Maybe there is some wording of the message that would help. But any change requires testing and there might be unintended consequences that the wording would create a wrong mental model in some users who would then do some unintended action like reopening and reclosing the question or whatever...

Can you say the that current design is really that bad that it is worth to change? I would say that status quo is good enough.

  • 2
    I think this is the right answer: almost everybody benefits of the current design (bringing "Duplicate" to the fore); very few people will ever notice (and even less will be troubled by) the not-necessarily-obvious fact that technically "duplicate" is a special case of close. You could perhaps indent the "a duplicate..." option to reflect this, but (a) you would need to click both "should be closed..." and the duplicate option, and (b) probably need an "other..." option to handle the other close reasons. Probably not worth it just to be slightly more technically correct.
    – TripeHound
    Sep 6, 2017 at 9:32

Is this good design? Specifically why or why not? What would you change about it?

If you are referring to the flag states of deactivated with an error like state, then I would say this isn't a good solution.

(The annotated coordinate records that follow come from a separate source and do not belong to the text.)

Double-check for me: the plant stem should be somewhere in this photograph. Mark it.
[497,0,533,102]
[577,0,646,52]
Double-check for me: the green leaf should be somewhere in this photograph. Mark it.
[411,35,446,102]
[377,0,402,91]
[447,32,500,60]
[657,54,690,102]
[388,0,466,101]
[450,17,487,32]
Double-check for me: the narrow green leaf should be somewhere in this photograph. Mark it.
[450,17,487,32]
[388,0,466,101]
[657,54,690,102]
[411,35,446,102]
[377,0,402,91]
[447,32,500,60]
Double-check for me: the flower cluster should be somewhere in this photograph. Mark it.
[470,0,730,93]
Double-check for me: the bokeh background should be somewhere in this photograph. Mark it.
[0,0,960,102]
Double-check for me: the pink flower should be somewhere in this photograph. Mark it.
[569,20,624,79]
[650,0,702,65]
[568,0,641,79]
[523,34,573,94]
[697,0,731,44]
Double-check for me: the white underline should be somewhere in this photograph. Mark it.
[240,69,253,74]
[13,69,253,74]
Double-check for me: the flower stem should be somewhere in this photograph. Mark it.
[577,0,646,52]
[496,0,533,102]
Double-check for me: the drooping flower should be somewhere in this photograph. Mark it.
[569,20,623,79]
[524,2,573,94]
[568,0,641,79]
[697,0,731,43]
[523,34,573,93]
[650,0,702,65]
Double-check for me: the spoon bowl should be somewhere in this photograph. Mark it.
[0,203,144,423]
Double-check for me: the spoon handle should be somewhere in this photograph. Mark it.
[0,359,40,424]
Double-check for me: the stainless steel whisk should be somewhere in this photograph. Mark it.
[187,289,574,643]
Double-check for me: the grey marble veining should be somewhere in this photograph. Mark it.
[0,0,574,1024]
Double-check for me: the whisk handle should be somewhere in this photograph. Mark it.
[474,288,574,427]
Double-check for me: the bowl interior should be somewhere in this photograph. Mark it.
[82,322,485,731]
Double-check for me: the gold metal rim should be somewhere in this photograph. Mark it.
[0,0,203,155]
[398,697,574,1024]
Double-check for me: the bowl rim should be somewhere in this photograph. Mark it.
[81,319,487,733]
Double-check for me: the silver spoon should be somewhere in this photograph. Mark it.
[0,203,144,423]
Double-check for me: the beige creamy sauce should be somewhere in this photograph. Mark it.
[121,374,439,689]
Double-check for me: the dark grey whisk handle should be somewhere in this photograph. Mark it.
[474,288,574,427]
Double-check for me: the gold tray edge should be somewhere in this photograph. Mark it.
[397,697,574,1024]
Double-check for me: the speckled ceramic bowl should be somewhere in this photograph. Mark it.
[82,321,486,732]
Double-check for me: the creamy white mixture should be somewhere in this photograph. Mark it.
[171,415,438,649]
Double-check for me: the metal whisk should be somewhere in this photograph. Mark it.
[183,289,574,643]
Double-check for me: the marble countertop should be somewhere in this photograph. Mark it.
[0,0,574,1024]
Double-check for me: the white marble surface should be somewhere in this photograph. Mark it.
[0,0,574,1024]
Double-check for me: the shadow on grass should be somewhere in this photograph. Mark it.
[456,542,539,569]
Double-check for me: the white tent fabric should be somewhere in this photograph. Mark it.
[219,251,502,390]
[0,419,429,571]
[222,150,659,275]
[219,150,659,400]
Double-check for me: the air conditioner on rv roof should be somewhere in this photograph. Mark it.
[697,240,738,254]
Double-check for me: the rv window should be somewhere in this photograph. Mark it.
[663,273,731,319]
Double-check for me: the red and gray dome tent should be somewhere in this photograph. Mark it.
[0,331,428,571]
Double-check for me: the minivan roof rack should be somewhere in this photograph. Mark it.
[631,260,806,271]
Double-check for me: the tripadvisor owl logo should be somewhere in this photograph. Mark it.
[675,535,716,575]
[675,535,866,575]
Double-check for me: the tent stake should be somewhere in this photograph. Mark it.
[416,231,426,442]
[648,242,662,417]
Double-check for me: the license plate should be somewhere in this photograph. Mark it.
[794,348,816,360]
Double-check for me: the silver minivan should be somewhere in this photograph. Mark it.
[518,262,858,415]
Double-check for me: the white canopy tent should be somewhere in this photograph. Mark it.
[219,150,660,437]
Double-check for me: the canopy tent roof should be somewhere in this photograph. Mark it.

The 'why not' springs from my understanding of how everyone reads from top to bottom and how in this example the user is presented a deactivated state flag that is then followed by the explanation. I would suggest moving the red type to above the section it is referring to, then add space above to separate from the section preceding it. This way the explanation as to why you aren't allowed to select that radial button is given rather than making the user hunt for it.

  • I was more referring to why two are grayed out with the error message after only the first of the two had been activated. However, thank you for your relevant answer.
    – WBT
    Jan 12, 2016 at 21:25
  • "everyone reads from top to bottom" - nope, I didn't do that.